Al-Sada said demand from emerging economies continues to underpin global oil and gas consumption, with many of his Opec peers looking at India, a major importer that recently overtook Japan to be the world's third-largest crude oil consumer after the US and China.

"India leads the pack of emerging economies posting high single-digit economic growth. Their hydrocarbon demand is increasing, and from Qatar's perspective, we are ideally placed geographically and commercially to cater to cargoes heading east.

"With New Delhi in particular, we have a very good working relationship on the natural gas front. The very first cargo of LNG to India came from Qatar and the relationship is increasing and solidifying."

The Qatari minister also said the ongoing "historic cooperation" between Opec and non-Opec oil producers, that has resulted in 1.8 million bpd of output cuts, has been a success.

Opec said inventories in developed economies fell by 23.6 million barrels in September to 2.985 billion barrels; 154 million barrels above the five-year average.
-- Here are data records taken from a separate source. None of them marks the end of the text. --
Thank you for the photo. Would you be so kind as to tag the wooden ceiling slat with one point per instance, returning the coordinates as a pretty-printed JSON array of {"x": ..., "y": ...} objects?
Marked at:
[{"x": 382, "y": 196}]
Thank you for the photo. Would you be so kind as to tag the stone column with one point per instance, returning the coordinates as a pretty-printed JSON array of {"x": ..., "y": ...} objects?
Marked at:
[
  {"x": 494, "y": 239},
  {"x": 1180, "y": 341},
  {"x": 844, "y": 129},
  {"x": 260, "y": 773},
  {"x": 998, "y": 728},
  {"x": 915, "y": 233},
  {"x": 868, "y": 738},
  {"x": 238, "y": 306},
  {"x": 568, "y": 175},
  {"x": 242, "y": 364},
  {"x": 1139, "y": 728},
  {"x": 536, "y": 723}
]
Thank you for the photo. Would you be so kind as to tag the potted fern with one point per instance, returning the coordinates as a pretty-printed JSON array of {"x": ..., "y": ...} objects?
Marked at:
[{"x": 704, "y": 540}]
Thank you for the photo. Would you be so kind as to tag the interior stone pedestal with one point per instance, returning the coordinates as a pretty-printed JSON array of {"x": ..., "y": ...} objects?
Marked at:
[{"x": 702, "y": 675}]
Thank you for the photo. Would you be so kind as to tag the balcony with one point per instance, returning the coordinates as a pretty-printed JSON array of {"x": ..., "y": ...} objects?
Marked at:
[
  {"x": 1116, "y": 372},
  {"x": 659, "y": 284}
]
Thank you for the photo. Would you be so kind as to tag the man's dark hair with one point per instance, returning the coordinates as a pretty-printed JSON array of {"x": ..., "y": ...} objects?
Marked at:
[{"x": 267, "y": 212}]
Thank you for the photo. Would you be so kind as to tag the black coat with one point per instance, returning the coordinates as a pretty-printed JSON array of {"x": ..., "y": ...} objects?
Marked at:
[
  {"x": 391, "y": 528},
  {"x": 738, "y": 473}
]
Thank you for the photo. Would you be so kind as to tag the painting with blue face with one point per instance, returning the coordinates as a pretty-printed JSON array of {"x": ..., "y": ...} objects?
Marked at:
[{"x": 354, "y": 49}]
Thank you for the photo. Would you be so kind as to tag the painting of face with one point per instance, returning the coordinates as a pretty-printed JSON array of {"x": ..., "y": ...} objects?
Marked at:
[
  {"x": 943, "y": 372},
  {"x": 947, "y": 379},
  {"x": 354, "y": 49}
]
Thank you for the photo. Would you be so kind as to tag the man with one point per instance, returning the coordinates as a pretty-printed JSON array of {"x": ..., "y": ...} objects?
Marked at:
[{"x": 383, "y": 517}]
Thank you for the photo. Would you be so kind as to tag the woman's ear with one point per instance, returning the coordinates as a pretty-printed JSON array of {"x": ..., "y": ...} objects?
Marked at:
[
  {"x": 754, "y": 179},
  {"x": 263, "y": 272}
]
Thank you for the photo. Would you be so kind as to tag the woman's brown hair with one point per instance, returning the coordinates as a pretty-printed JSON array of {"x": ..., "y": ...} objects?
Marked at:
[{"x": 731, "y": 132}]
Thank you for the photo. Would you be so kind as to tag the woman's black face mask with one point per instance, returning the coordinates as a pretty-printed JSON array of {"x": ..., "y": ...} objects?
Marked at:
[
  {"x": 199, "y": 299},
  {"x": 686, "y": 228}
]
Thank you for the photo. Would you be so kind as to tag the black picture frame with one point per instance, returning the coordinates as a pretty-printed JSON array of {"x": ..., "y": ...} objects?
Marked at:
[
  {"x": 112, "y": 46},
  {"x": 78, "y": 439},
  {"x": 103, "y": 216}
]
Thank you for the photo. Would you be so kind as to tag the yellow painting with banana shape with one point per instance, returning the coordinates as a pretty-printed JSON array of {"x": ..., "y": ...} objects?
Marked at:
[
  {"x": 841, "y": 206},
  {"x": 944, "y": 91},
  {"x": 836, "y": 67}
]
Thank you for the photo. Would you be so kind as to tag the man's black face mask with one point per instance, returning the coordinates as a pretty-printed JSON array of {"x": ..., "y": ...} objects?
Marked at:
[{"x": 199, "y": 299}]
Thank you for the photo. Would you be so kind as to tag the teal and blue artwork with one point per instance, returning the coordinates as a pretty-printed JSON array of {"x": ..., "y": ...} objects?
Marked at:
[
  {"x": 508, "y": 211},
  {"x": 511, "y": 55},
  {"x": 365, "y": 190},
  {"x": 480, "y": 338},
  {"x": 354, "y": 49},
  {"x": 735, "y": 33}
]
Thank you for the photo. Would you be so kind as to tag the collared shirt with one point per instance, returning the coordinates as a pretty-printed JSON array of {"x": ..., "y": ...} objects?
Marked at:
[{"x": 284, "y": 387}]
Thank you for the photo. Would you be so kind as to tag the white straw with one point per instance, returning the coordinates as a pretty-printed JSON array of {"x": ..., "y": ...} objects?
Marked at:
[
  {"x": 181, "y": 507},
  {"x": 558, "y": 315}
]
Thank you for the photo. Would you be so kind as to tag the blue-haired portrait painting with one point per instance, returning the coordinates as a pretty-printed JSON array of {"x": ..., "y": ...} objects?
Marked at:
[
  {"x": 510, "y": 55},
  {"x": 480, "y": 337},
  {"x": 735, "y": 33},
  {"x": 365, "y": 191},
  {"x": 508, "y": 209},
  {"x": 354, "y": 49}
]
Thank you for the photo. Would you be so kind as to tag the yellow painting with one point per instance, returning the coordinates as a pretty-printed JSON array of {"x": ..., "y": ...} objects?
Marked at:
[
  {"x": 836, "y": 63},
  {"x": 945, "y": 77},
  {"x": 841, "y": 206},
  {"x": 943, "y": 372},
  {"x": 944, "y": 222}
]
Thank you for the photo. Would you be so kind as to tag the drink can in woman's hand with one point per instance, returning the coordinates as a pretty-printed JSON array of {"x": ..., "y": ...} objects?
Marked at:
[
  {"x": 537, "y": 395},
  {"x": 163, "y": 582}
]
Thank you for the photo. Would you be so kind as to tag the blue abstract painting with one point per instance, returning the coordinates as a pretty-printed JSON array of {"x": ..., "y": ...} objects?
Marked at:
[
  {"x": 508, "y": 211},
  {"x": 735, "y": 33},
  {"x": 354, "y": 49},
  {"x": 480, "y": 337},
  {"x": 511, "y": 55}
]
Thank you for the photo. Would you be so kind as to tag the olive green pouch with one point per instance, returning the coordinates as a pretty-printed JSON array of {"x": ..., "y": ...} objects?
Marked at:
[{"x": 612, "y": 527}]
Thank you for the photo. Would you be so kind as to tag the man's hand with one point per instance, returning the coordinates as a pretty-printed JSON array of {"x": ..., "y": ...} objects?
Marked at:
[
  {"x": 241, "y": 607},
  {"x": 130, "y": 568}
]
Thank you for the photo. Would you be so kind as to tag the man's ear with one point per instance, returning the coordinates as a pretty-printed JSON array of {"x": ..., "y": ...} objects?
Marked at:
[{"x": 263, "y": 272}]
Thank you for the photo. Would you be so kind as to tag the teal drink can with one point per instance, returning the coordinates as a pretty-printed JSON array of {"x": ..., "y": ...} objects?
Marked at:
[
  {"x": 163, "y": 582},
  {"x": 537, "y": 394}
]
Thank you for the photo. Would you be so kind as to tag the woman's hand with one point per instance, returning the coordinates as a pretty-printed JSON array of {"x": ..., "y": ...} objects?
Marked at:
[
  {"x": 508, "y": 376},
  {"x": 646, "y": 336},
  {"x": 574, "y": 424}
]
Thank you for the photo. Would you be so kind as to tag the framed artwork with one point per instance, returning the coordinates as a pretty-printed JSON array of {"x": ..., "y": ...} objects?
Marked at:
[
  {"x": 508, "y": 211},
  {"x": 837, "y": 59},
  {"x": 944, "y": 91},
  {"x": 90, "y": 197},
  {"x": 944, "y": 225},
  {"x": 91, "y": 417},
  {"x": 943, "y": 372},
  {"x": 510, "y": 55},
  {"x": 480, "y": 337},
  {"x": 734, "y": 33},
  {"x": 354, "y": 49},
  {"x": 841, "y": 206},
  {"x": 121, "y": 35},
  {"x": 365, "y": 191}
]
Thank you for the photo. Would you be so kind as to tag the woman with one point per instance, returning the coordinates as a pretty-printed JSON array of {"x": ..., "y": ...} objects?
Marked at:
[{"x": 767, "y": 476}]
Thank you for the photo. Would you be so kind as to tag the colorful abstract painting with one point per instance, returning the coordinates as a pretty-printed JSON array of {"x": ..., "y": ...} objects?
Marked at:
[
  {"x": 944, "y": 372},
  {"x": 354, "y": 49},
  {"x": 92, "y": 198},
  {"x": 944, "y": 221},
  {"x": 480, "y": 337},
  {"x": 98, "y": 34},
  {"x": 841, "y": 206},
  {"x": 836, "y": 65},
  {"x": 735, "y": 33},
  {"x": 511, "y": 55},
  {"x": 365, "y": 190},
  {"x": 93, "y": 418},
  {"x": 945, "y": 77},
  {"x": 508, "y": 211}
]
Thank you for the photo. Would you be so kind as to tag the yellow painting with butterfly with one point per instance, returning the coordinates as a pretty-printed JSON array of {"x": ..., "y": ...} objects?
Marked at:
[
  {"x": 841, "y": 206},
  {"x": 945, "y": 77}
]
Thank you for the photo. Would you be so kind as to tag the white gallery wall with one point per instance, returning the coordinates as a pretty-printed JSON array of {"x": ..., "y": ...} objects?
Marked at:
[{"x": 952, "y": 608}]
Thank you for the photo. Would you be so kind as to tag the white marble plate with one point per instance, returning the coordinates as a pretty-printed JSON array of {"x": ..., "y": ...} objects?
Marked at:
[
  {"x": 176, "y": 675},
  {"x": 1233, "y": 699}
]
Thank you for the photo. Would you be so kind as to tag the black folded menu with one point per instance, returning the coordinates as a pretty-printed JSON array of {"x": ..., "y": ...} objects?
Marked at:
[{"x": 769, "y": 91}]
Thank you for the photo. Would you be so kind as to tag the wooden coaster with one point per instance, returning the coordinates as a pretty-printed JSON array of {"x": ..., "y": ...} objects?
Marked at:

"The figure gives reason for optimism. The agreement we reached in May [to roll over production cuts] has seen a more balanced market, and this success needs to be capitalised on as I see room for more cooperation between oil producers."

Al-Sada also said it was his belief that US shale oil has been "fully absorbed and is now part and parcel of the global crude oil supply portfolio."